In Dallas, the newest members of our board were running the first meeting of our “No Safe Level” Particulate Matter campaign – without Director Jim Schermbeck anywhere in sight.

Meanwhile, in Austin, Associate Program Director Anthony Gonzales was meeting with Libertarian Party officials in an attempt to build a never-before-attempted bi-partisan grassroots alliance to advocate for more “local control” in upcoming Republican Primary races and the 2019 Legislature.

North, in rural Wise County, UNT graduate student Kari Nothiem was working to establish a location for our very own ozone monitor – in the only “non-attainment” county where the state still refuses to monitor for smog. It’s part of  a citizens network of new air quality monitors we’re working with UTD and others to establish across North Texas to replace the state’s obsolete system.

We hope you agree both the geographical and thematic reach of this new Downwinders at Risk is impressive for any group, but especially one that’s entirely dependent on DFW residents and resources. This is our home office. Your neighbors are our board members. This is our only work.

And if you’re reading this, you’re an important reason we’re still here. Even as our mission has broadened and deepened, you’ve been supportive. That’s taken a lot of faith at times. Thank you to each and every board member, volunteer, and contributor.

We started 2017 in suspect shape. We’re ending it with renewed vigor and optimism.

If 2017 was about renewal, 2018 is shaping-up to be a Reveille right out of the gate.

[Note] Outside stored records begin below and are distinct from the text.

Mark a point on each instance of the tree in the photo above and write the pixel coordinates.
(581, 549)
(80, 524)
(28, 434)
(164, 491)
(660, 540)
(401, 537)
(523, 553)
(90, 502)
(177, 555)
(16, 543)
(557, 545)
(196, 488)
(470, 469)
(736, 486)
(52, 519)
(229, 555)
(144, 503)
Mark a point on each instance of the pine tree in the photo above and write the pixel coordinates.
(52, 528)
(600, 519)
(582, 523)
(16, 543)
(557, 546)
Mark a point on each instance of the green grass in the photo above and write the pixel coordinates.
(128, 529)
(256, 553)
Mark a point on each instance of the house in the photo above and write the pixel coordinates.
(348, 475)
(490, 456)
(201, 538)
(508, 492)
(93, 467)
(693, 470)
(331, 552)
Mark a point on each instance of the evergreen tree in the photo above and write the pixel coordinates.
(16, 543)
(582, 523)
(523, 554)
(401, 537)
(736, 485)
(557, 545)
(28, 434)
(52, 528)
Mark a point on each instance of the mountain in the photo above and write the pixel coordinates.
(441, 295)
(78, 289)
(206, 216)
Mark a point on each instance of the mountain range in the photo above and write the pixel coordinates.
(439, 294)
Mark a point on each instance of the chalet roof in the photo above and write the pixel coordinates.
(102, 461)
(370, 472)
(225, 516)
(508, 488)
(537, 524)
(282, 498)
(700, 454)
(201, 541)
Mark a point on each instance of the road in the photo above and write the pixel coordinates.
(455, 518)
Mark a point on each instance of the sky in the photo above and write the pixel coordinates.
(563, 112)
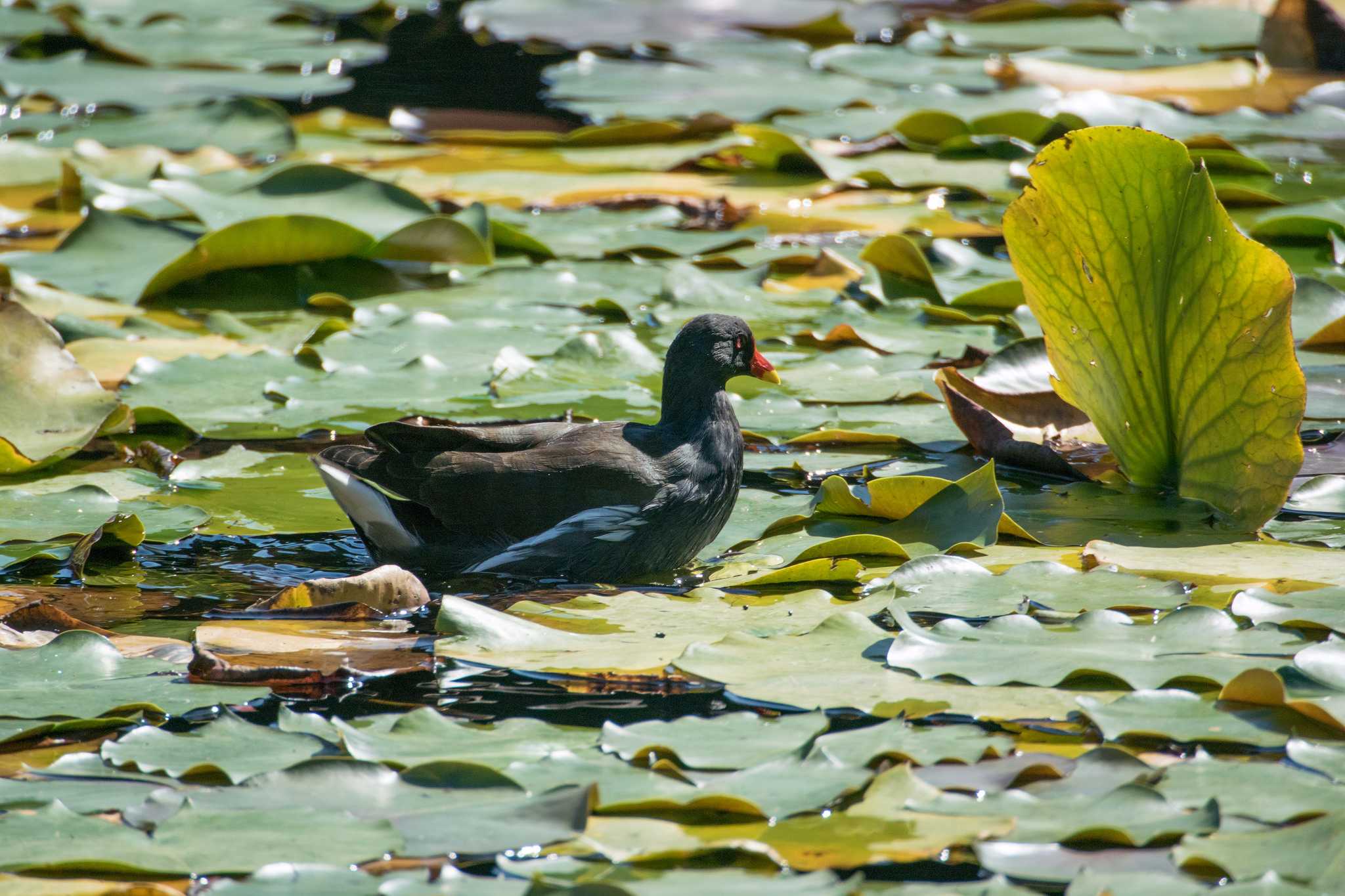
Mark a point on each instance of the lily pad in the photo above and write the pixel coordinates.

Batch plant permits in Joppa and West Dallas are due to show back up on the Dallas City Council Agenda in January. We’ll be there as part of our campaign to reduce PM pollution and argue that both communities need a bottom-to-top zoning review to better buffer people from pollution.

Those fights, plus transit system and school-based initiatives are on the agenda at our next No Safe Level campaign meeting on PM pollution scheduled for Saturday January 27th from 2 to 4 pm at the Meadows Conference Center 2900 Live Oak in Old East Dallas. All are welcome.

It looks like we might have our first vote on a new regional air monitoring network at Dallas Commissioners Court on January 16th – the first step to a truly 21st Century approach directed by local governments.

Later that same day, the 2018 class of our College of Constructive Hell-Raising begins meeting (late-comers still being accepted….)

And if everything goes as planned, we’ll be announcing the creation of a broad left-right coalition working to restore local zoning powers to local governments in Austin sometime next month.

We had a very good Giving Day this year and you may feel as if you’ve paid your clean air resistance dues for 2017. We understand. But if you like the direction the group is going and you want to do some early 2018 voting with your pocketbook, we could sure use the help as our work expands.

Thanks for your continued support and your consideration of a contribution to the cause we’ll try our best to serve for a 23rd consecutive year.